Kavramlar Ansiklopedisi | Kategoriler | Konular
Bazı müşterek görüşme âdâbı kaybolduğunda ne yapılmalıdır?.
Bazı müşterek görüşme âdâbı kaybolduğunda ne yapılmalıdır
Bazı müşterek görüşme âdâbı kaybolduğunda ne
yapılmalıdır?
Daha önce ifâde edilen görüşme edeplerine
müslüman erkek ve kadının önem vermesi ve bunlara bağlı kalması gerekir. Fakat
herhangi bir yerde bu âdabın tamamı ya da bir kısmı kaybolduğu zaman yapılması
gereken davranış ne olmalıdır?
Edeplerin kaybolduğu ölçüde bozulma olur;
görüşme ve bir araya gelmelerde müslüman erkek ve kadının duyacakları
rahatsızlık olur, günahlara kapı açılır, şeytana dâvetiye çıkarılabilir. Bazı
edeplerin kaybolması durumunda müslümanın, mevcut maslahatı ve muhtemel
bozulmayı kıyaslayarak, hangisi daha ağır basıyorsa ona göre hareket etmesi
gerekir. Bu konuda ölçü, nefis ve hevâ, çevre ve özgürlük anlayışı değil; İlâhî
sınırlar ve takvâ bilinci, hayırda yardımlaşma olmalıdır.

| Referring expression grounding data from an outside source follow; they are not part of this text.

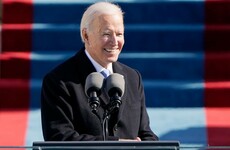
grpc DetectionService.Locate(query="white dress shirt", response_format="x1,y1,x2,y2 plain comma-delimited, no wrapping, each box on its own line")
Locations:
85,49,113,75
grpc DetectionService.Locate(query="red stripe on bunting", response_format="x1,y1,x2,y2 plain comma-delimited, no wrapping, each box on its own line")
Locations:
204,52,230,107
0,0,33,146
205,108,230,146
1,0,33,78
205,0,230,146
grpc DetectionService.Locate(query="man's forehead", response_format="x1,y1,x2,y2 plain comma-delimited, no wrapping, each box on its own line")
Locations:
90,14,124,30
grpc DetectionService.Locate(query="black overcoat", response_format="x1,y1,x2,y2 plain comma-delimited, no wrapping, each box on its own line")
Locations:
41,48,158,141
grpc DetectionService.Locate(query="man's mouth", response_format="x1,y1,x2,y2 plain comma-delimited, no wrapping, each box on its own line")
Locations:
104,48,118,53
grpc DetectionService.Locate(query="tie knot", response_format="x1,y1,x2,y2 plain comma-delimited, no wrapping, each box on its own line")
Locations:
100,69,110,78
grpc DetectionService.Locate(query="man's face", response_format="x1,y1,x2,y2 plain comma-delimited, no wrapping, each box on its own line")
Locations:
85,14,124,68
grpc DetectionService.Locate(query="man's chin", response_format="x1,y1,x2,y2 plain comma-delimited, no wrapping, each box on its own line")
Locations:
107,58,118,63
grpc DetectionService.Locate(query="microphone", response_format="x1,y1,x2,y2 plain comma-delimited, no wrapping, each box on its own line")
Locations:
105,73,125,113
85,72,104,113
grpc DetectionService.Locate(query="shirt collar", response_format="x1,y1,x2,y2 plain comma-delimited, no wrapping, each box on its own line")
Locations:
85,49,113,74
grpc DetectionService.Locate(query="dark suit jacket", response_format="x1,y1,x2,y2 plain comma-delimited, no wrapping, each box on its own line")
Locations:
41,48,158,141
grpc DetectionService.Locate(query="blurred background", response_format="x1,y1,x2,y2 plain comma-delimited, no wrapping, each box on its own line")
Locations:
0,0,230,147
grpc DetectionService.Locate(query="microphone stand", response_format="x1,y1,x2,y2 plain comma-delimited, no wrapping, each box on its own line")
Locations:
102,93,122,141
102,110,110,141
89,93,122,141
90,105,108,141
89,95,107,140
89,95,110,141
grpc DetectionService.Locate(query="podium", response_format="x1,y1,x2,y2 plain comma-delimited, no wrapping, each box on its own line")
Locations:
33,141,180,150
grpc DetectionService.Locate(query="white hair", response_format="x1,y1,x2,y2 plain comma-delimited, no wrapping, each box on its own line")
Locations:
80,1,124,43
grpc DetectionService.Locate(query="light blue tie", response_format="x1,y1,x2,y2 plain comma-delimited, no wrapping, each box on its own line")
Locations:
100,69,110,78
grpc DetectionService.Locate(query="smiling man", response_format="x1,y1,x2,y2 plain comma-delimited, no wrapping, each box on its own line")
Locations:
41,2,158,141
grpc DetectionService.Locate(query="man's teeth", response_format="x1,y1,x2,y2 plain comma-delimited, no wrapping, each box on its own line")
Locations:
105,49,117,52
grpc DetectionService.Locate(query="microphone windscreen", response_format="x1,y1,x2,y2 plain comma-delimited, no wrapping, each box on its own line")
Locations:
85,72,104,97
106,73,125,97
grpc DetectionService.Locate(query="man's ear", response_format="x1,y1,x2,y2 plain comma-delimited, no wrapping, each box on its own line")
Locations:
82,28,89,44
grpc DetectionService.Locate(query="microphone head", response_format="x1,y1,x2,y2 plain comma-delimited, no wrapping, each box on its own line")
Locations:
105,73,125,97
85,72,104,97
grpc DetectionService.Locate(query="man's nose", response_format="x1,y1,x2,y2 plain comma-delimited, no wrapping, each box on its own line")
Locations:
110,34,118,46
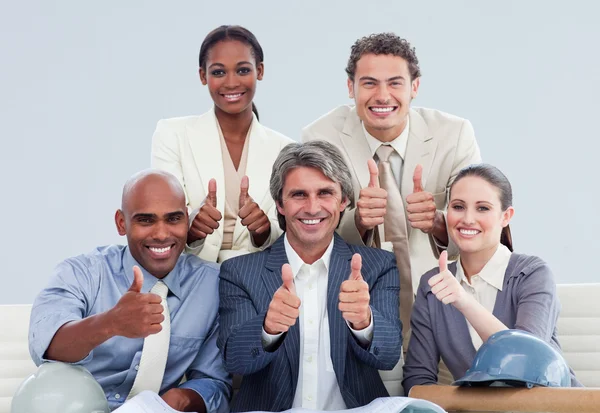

Görüşme ortamından ve sosyal ilişkilerden
kaçınmak, müslümana çeşitli zorluklar getiriyorsa, müslüman erkek ve kadının
zorluğu kaldıracak şekilde, zarûret miktarı mevcut durumu kabul etmesi, kesin
haram olan sınırlara geçmemek şartıyla kolaylığı ve ruhsatı tercih etmesi
gerekir. Allah Teâlâ şöyle buyurur: ?Allah dinden sizin üzerinize bir zorluk
kılmadı.? (22/Hacc, 78).
Müslüman kadın veya erkeğin bir sosyal ortamda
bulunması, hayra götürüyor veya şerden uzaklaştırıyorsa, Allah'a tevekkül ederek
orada bulunmaları, bazı yanlışları düzeltmek için çaba göstermeleri gerekir.
Bazı müslümanlarda, cehâlet veya zarûretten
dolayı bazen görüşme âdâbına aykırı davranma olabilir. Mü'minlerin kardeşleri
hakkında dikkatli olmaları, Allah'tan sakınmaları, dillerini kötü sözlerden
korumaları ve asılsız iftiradan uzak durmaları gerekir. Bu hususta ifk hâdisesi
bir ibrettir. Allah Teâlâ bu konuda şöyle buyuruyor: ?Çünkü siz bu iftirayı,
dilden dile birbirinize aktarıyor, hakkında bilgi sahibi olmadığınız şeyi
ağızlarınızda geveleyip duruyorsunuz. Bunun önemsiz olduğunu sanıyorsunuz.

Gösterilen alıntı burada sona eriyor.